A desperate ploy to silence corporate America could devastate civil society.
When the French political philosopher Alexis de Tocqueville studied American society in the 1830s, he marveled at the seemingly endless array of associations Americans created to champion causes great and small. “In the United States associations are established to promote public order, commerce, industry, morality, and religion… the liberty of association for political purposes is unbounded,” he proclaimed.
Nearly two hundred years later, Americans still donate to charity and participate in civil society at levels that put other countries to shame. Yet association for “political” purposes today is far from unbounded, and a new scheme from the Center for American Progress (CAP) threatens to make it effectively illegal.
Named the “Corporate Power Reset,” CAP’s proposal would ban nonprofits, unions, trade associations, think tanks, and other incorporated entities from speaking about elected officials and candidates, ballot measures, and related policy issues. Overnight, an entire ecosystem of core political speech would vanish.
The consequences would be severe. Voters would become more dependent on the government and the media for information. Their ability to question official narratives or join together with like-minded citizens to promote messages of their own would be sharply limited. That may be a “power reset,” but it’s not one that favors the American people.

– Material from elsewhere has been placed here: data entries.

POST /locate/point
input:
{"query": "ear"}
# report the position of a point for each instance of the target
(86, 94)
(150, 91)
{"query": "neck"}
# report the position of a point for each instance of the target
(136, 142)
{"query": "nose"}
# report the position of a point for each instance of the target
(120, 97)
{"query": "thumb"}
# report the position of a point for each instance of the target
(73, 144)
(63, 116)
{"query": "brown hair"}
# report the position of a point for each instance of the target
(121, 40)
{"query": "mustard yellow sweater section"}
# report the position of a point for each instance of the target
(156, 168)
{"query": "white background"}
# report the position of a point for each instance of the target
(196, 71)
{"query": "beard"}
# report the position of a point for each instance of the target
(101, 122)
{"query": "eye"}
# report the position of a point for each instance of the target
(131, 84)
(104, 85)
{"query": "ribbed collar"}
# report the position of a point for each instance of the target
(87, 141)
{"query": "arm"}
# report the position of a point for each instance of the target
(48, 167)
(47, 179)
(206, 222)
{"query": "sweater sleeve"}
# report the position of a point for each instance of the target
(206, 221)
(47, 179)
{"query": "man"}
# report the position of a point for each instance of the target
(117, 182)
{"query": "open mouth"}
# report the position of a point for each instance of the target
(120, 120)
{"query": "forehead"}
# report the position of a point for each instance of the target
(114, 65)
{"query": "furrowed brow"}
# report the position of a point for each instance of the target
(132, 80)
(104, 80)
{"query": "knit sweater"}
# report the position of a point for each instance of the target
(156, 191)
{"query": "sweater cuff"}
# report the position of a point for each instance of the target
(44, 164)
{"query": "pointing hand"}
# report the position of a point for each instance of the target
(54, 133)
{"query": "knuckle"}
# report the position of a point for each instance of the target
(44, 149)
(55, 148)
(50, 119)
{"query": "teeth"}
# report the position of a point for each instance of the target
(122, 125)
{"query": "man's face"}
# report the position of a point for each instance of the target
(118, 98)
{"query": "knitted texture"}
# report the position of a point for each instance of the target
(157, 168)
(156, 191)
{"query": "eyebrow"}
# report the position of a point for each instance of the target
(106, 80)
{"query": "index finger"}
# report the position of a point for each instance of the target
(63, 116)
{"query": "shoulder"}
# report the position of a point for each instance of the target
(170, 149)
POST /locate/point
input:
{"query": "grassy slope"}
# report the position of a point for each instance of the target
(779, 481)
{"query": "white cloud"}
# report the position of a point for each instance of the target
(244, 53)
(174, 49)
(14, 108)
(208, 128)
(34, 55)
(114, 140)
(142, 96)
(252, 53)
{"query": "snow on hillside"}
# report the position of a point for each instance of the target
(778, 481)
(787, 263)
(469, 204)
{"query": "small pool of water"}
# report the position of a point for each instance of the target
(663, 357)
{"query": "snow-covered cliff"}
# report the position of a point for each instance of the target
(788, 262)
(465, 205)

With CAP’s backing, versions of this radical proposal have appeared in nearly 20 states in less than a year. Some take the form of ballot initiatives or state constitutional amendments, while others are introduced as traditional legislation. In Hawaii, the proposal has already been passed into law – and quickly challenged in court.
Censors have long sought to gain control of the discourse by disqualifying certain classes of speakers. In 2008, the Federal Election Commission (FEC) tried to ban a documentary film criticizing then-presidential candidate Hillary Clinton because it was produced by a nonprofit corporation. The Supreme Court ultimately supported the group’s right to free speech in Citizens United v. FEC.
Another classic censorship strategy is to expose the names and addresses of donors behind specific organizations and causes. From there, harassment and fear do the rest. Former Vice President Kamala Harris made waves with this approach when, as California’s attorney general, she demanded that every nonprofit in the state hand over its confidential donor list. Nearly 300 groups from across the political spectrum cried foul to the Supreme Court.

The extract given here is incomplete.